Artists reveal pent-up desires in exhibit
The unlikely duo, who have never exhibited their works side by side, are showing their latest paintings - the “Bathers” series and “Plastic Freud,” respectively - in the joint exhibition “Wild n Out” at Seoul’s PKM gallery.
“The two are similar in that both express their inner sensitivities, bottled-up desires and stifled feelings on canvas. The wildness is exposed in rich colors and intensity of expression,” the gallery’s director Park Kyung-mee said at a press briefing on Friday.’
She didn’t know what to expect from this unusual composition in the beginning, as the two artists have their own individual artistic styles and play by their own sensitivities.
But the synergy between the two, she added, turned out quite impressively.
Saying he first saw Bas’s work online, Jeong, one of Korea’s up-and-coming contemporary artists, said, “Many focus on the people and their facial expressions in Bas’s paintings in order to understand the underlying narratives.”
“But I was more intrigued to see how the people’s feelings and their surrounding environments interact with each other,” he said, adding that he could see abstract aspects in Bas’s figurative paintings.
Deeply influenced by Austrian neurologist Sigmund Freud and his own neuropsychiatrist father, Jeong is known for planting numerous references in his paintings and encouraging the viewers to figure out the hidden messages he hopes to convey.
His outwardly abstruse artworks contain a wide variety of figurative symbols that metaphorically express fragile human emotions - loss, pain and misunderstanding.
Meanwhile, the Miami-based artist Bas has been largely inspired by the 19th century Decadent Movement, and the literature written by Irish writer Oscar Wilde in particular.
Working on queer male themes, he creates intriguing tensions by portraying young male adults, neither particularly gleeful nor necessarily antagonistic towards each other, in a rather fantastical, dreamy atmosphere.
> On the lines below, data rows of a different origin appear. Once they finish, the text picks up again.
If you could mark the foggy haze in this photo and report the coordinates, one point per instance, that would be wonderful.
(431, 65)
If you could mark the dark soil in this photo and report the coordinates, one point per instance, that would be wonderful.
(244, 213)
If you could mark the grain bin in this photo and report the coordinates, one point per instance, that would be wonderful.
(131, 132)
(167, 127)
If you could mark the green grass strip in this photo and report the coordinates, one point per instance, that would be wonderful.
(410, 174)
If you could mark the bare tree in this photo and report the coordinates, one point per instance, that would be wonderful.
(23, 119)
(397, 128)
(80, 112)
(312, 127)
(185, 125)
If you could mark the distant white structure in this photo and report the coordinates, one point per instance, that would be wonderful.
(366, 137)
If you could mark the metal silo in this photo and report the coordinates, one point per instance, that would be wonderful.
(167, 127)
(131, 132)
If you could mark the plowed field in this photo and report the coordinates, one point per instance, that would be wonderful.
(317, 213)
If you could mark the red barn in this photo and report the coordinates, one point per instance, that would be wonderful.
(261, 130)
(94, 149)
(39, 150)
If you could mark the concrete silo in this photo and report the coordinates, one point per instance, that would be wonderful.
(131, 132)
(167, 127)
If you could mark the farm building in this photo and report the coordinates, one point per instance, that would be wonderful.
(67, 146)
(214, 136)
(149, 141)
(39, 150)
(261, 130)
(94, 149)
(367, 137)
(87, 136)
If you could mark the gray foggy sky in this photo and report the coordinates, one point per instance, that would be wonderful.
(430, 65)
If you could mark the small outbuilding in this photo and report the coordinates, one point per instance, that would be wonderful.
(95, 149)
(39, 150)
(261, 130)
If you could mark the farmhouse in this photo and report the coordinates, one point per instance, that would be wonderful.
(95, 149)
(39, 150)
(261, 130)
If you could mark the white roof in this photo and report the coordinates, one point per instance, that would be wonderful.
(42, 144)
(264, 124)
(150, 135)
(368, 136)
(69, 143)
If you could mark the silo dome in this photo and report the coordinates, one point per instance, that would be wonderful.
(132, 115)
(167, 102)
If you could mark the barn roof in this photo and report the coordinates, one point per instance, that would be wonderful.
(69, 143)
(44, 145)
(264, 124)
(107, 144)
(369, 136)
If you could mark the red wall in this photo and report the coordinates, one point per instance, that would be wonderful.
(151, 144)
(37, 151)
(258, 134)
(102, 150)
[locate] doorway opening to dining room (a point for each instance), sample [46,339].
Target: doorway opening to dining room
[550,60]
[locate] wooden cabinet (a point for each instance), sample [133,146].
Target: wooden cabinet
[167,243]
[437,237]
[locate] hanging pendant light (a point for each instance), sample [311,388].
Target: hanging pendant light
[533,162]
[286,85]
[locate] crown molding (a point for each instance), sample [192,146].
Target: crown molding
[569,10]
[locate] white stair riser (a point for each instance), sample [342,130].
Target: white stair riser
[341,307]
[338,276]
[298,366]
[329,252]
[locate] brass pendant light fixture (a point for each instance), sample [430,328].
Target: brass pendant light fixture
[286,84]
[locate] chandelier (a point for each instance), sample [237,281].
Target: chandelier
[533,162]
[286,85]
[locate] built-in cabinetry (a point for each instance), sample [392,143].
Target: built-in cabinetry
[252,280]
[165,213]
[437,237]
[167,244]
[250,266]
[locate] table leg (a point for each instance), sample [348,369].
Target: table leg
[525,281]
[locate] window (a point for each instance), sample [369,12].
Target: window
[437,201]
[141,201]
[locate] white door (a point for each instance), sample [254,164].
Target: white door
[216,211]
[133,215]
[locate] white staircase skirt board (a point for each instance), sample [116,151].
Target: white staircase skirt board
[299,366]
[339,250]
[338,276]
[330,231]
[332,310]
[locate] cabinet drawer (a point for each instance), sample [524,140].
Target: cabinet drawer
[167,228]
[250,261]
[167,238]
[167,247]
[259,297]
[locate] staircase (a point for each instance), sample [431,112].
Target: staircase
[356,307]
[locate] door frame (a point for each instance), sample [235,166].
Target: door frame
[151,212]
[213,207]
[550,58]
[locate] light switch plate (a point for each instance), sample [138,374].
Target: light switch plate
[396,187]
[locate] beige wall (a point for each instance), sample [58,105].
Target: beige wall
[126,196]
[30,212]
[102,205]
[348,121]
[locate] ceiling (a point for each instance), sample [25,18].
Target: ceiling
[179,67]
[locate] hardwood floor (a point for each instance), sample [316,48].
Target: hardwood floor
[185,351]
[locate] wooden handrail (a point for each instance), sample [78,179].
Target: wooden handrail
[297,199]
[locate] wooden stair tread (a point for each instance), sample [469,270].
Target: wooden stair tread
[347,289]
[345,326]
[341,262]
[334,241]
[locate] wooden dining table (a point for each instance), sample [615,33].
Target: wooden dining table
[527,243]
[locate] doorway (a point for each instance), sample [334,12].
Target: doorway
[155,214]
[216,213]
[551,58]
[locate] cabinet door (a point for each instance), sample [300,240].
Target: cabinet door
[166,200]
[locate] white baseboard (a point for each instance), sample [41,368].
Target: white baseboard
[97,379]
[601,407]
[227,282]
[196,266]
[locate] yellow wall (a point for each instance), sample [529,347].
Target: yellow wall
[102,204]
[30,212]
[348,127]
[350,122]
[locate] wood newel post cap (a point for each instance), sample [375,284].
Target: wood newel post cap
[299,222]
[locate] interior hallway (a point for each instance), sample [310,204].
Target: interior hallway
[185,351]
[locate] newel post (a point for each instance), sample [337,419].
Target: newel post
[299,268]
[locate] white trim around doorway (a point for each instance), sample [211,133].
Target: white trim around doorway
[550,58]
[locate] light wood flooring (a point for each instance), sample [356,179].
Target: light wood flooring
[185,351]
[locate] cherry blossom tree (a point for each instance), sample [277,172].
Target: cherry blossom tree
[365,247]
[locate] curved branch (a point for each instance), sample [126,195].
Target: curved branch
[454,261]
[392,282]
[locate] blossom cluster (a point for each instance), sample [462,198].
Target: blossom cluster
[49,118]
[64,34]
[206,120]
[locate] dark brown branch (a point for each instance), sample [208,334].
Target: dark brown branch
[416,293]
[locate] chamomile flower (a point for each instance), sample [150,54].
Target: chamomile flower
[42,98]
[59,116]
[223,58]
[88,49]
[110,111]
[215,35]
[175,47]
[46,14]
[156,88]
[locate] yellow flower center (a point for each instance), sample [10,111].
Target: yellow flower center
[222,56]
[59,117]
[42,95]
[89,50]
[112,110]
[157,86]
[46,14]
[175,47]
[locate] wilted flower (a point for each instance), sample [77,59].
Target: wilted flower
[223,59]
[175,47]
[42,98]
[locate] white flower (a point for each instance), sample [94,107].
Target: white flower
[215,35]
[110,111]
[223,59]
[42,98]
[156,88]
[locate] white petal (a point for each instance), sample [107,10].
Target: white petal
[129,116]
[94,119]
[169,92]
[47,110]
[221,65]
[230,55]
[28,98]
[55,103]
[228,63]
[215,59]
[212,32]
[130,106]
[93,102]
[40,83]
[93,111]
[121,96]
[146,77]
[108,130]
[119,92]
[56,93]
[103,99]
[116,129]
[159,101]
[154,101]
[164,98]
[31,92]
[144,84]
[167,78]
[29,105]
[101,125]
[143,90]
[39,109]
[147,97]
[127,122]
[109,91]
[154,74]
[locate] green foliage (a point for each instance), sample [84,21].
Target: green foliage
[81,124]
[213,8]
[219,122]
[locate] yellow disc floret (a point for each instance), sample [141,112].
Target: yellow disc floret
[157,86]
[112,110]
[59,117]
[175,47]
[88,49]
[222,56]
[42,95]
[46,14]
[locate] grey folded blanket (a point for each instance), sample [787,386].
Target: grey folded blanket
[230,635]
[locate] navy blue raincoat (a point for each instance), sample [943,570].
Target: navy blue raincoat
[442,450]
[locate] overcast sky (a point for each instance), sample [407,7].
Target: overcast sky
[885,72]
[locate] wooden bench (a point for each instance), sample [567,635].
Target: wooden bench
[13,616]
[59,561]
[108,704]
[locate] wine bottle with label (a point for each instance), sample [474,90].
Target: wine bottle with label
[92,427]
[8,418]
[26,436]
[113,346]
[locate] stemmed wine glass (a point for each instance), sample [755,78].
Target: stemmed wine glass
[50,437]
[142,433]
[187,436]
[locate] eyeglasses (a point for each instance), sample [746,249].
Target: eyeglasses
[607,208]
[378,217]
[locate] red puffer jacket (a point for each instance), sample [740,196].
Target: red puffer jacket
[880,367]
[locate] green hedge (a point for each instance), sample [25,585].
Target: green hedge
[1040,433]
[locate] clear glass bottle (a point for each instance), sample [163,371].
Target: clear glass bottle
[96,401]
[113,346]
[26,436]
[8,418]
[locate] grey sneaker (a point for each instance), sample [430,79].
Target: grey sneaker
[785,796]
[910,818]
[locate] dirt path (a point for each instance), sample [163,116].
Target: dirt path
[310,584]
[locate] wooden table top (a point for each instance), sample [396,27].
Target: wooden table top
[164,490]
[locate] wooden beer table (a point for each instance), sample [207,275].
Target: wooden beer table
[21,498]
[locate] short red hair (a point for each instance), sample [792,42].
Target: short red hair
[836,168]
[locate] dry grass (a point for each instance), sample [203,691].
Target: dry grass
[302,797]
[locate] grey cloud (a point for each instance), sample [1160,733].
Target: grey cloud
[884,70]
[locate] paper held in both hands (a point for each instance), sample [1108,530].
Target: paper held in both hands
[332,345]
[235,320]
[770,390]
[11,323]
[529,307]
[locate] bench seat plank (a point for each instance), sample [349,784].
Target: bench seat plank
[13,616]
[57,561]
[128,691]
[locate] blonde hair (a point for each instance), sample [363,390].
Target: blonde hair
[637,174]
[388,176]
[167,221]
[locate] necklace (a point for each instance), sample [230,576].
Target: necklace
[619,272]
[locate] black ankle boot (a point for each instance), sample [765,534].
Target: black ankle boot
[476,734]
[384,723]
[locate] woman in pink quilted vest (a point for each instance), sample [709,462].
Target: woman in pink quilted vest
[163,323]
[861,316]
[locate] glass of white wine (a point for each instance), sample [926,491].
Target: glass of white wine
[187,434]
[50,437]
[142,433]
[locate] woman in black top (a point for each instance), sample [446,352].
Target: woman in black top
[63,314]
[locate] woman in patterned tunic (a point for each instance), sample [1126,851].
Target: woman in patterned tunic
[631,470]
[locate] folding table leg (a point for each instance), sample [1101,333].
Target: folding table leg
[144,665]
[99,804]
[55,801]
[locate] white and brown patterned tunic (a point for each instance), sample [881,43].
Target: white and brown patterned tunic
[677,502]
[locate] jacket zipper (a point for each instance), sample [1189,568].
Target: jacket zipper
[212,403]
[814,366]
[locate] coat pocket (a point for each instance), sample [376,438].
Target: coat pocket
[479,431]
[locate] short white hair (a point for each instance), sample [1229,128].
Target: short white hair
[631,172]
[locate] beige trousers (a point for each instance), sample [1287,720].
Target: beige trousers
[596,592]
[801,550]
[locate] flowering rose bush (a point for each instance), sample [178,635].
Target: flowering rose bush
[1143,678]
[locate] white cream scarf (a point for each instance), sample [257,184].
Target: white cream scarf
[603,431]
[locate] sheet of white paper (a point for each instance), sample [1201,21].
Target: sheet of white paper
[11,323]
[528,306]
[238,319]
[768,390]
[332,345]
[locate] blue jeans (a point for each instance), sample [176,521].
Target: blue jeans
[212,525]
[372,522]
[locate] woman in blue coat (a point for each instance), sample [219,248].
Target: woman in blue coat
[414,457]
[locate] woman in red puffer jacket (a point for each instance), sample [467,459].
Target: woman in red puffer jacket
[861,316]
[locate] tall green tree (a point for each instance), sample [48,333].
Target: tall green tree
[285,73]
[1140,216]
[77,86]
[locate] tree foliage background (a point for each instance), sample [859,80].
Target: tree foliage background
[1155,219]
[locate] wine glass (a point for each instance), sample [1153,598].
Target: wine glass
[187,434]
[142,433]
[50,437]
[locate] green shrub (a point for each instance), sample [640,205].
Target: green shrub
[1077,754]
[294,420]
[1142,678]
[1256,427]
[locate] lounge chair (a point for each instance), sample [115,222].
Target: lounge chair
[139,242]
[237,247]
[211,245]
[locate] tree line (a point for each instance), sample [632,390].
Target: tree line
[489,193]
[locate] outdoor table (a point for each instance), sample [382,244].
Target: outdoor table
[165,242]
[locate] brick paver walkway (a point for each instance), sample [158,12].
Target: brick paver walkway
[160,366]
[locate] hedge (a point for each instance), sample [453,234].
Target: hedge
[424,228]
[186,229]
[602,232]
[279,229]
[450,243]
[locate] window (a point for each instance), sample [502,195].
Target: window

His “Bathers” series once again touches upon the usual suspect of his - a wild adolescent adventure and odd tensions coming from the erotic homosexual undercurrent between the boyish male figures in tropical lush landscapes. The thinly veiled expression of personal drives is designed to bring to the surface the viewer’s own long-suppressed desires and fantasies, the gallery said.
The exhibition runs through Nov. 25.